There’s a tide in the affairs of cruise ships, which taken at the flood, leads on to fortune – to paraphrase Brutus in Shakespeare’s Julius Caesar.
Each spring, a fleet of them make their way to Europe and spend the summer sailing the Mediterranean, the Baltic, and the Norwegian fjords. Each autumn, when the days shorten and the temperatures drop, those ships turn round and head back to the warm waters of the Caribbean.
Next year there’s one ship which won’t be heading west. Not just any ship either; it’s the Independence of the Seas (pictured above in Southampton) which arrives back here this weekend and which, until November at least can still lay joint claim to the title of biggest cruise ship in the world.
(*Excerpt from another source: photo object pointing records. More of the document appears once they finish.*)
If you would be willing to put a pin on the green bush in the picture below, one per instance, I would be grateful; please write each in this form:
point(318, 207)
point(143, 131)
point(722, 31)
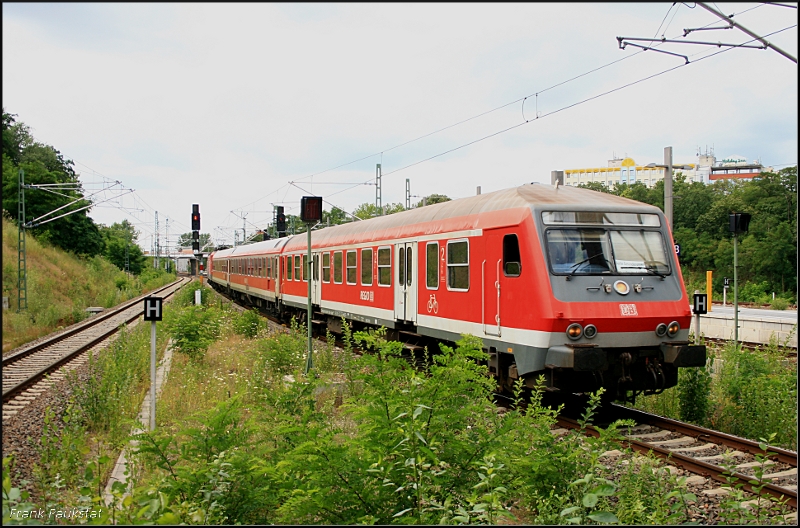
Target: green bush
point(779, 303)
point(694, 390)
point(249, 323)
point(193, 329)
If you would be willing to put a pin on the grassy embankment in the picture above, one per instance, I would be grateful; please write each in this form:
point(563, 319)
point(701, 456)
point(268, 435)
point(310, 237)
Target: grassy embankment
point(244, 437)
point(60, 287)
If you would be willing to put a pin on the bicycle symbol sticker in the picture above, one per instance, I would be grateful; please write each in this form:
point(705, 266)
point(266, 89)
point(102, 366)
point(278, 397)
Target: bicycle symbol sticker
point(433, 306)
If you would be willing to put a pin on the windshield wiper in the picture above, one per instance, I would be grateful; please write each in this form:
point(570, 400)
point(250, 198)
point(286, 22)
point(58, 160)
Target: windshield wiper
point(654, 271)
point(574, 267)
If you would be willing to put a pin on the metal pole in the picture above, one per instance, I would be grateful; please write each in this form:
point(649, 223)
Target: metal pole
point(735, 292)
point(309, 266)
point(747, 31)
point(378, 196)
point(668, 186)
point(697, 324)
point(153, 376)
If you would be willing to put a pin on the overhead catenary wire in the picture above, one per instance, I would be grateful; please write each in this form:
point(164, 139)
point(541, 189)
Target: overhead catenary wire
point(566, 107)
point(521, 99)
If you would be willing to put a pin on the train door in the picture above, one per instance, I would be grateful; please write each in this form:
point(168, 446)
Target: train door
point(490, 281)
point(316, 291)
point(405, 280)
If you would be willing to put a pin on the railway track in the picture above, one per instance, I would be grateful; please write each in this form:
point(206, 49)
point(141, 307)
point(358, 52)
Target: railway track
point(697, 450)
point(706, 453)
point(28, 372)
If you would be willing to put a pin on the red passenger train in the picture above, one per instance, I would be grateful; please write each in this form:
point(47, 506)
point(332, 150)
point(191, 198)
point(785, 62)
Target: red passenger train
point(578, 286)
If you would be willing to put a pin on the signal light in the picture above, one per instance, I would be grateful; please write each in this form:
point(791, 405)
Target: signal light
point(195, 217)
point(280, 221)
point(311, 208)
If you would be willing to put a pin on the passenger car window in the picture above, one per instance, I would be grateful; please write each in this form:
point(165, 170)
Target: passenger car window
point(458, 265)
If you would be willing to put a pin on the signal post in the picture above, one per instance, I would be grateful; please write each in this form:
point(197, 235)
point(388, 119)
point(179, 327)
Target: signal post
point(310, 213)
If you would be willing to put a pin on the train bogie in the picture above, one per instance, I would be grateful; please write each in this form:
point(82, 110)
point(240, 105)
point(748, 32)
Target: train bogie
point(579, 287)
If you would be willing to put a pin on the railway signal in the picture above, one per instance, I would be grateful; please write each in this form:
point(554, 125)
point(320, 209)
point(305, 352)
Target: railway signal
point(310, 213)
point(280, 221)
point(153, 312)
point(737, 224)
point(311, 209)
point(195, 217)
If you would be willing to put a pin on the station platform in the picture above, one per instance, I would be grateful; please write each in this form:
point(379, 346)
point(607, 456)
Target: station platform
point(756, 325)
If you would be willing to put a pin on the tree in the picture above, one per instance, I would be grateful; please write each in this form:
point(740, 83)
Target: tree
point(335, 216)
point(120, 241)
point(370, 210)
point(43, 164)
point(185, 241)
point(432, 199)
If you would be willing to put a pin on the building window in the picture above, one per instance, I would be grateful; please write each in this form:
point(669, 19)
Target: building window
point(326, 267)
point(337, 267)
point(458, 265)
point(384, 266)
point(366, 267)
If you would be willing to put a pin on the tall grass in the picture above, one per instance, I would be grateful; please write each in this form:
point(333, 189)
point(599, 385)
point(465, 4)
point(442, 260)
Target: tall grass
point(244, 437)
point(60, 286)
point(752, 394)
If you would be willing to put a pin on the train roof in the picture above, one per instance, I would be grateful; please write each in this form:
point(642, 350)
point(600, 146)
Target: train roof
point(258, 247)
point(484, 211)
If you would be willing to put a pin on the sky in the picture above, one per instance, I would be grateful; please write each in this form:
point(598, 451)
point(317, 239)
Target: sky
point(242, 107)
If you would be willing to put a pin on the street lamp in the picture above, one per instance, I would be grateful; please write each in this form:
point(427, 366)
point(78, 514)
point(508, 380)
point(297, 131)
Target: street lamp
point(668, 181)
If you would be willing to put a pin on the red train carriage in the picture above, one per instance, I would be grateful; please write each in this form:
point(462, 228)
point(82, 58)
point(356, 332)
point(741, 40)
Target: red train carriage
point(578, 286)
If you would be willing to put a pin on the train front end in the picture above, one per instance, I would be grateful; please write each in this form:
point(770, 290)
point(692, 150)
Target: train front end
point(620, 316)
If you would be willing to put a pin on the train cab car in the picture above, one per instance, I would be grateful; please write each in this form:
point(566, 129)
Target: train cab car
point(579, 287)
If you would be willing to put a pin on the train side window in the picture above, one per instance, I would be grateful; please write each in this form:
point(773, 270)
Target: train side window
point(401, 259)
point(337, 267)
point(458, 265)
point(366, 267)
point(432, 265)
point(512, 265)
point(326, 267)
point(352, 267)
point(384, 266)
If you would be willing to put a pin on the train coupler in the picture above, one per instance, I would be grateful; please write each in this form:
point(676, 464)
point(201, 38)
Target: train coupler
point(684, 355)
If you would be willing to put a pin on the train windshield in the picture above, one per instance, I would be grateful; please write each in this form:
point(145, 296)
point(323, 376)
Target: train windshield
point(593, 251)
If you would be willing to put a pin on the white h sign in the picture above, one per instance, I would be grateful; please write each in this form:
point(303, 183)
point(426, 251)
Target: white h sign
point(152, 309)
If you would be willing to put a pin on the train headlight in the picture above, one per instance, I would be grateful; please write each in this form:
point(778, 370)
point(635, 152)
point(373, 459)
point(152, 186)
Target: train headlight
point(673, 329)
point(622, 288)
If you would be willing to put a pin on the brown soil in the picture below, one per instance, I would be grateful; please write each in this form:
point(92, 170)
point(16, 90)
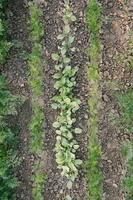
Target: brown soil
point(16, 71)
point(116, 25)
point(115, 41)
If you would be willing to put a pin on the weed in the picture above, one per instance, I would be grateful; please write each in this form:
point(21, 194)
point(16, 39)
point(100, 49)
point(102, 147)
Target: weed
point(94, 174)
point(66, 103)
point(36, 86)
point(8, 144)
point(4, 44)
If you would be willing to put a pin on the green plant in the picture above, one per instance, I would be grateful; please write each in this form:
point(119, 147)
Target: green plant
point(4, 44)
point(8, 144)
point(93, 171)
point(65, 102)
point(36, 85)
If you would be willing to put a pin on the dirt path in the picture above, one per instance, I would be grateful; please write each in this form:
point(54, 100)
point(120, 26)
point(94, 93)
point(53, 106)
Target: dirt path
point(116, 26)
point(16, 71)
point(115, 40)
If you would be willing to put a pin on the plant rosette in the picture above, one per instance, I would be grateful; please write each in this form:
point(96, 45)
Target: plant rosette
point(66, 103)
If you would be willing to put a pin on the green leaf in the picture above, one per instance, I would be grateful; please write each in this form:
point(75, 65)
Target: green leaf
point(78, 130)
point(55, 56)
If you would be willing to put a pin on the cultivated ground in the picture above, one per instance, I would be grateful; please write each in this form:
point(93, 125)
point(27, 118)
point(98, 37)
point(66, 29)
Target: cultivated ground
point(116, 77)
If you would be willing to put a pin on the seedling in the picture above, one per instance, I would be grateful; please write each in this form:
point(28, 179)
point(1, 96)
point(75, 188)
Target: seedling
point(66, 103)
point(93, 171)
point(36, 85)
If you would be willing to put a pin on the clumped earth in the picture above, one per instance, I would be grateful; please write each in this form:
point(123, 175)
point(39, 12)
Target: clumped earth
point(116, 77)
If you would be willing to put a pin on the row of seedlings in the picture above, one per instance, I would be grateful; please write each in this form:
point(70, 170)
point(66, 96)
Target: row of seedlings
point(94, 174)
point(36, 86)
point(66, 103)
point(8, 136)
point(125, 101)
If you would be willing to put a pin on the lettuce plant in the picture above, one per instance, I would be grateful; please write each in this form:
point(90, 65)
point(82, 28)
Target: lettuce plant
point(36, 85)
point(65, 102)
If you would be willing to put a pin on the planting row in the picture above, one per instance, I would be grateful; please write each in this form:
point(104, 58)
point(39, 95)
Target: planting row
point(8, 134)
point(66, 105)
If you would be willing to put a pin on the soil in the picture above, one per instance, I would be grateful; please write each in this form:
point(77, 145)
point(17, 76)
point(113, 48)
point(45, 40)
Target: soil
point(115, 35)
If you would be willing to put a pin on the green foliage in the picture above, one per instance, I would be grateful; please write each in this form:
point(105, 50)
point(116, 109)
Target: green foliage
point(8, 145)
point(128, 180)
point(125, 102)
point(66, 103)
point(4, 44)
point(93, 171)
point(36, 85)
From 2010, the 4,000-passenger Independence will be sailing from the UK year-round, spending the winter sailing a total of 15 cruises to the Western Med and the Canaries, with a handful of short breaks thrown in.
By then it will have lost its “biggest” crown to Royal Caribbean sister ship Oasis of the Seas, which will carry 6,300 passengers. And it is precisely because Oasis will be cruising from Fort Lauderdale to the Caribbean year-round that Independence is being relocated to a different market.
Royal Caribbean are placing great faith in their ability to find another 60,000 passengers a year to sail out of UK, but with a floating resort – complete with a FlowRider surf reef, a climbing wall, ice rink, theatre, casino, spa and luxury restaurants – which combines the attractions of Center Parcs and a theme park they should be able to pull it off.
It can only be good news for British cruise passengers.
Incidentally, the full Shakespeare quote continues: “On such a full sea are we now afloat, and we must take the current when it serves, or lose our ventures.” Quite appropriate really. I wonder if Royal Caribbean’s Richard Fain has been reading his Julius Caesar.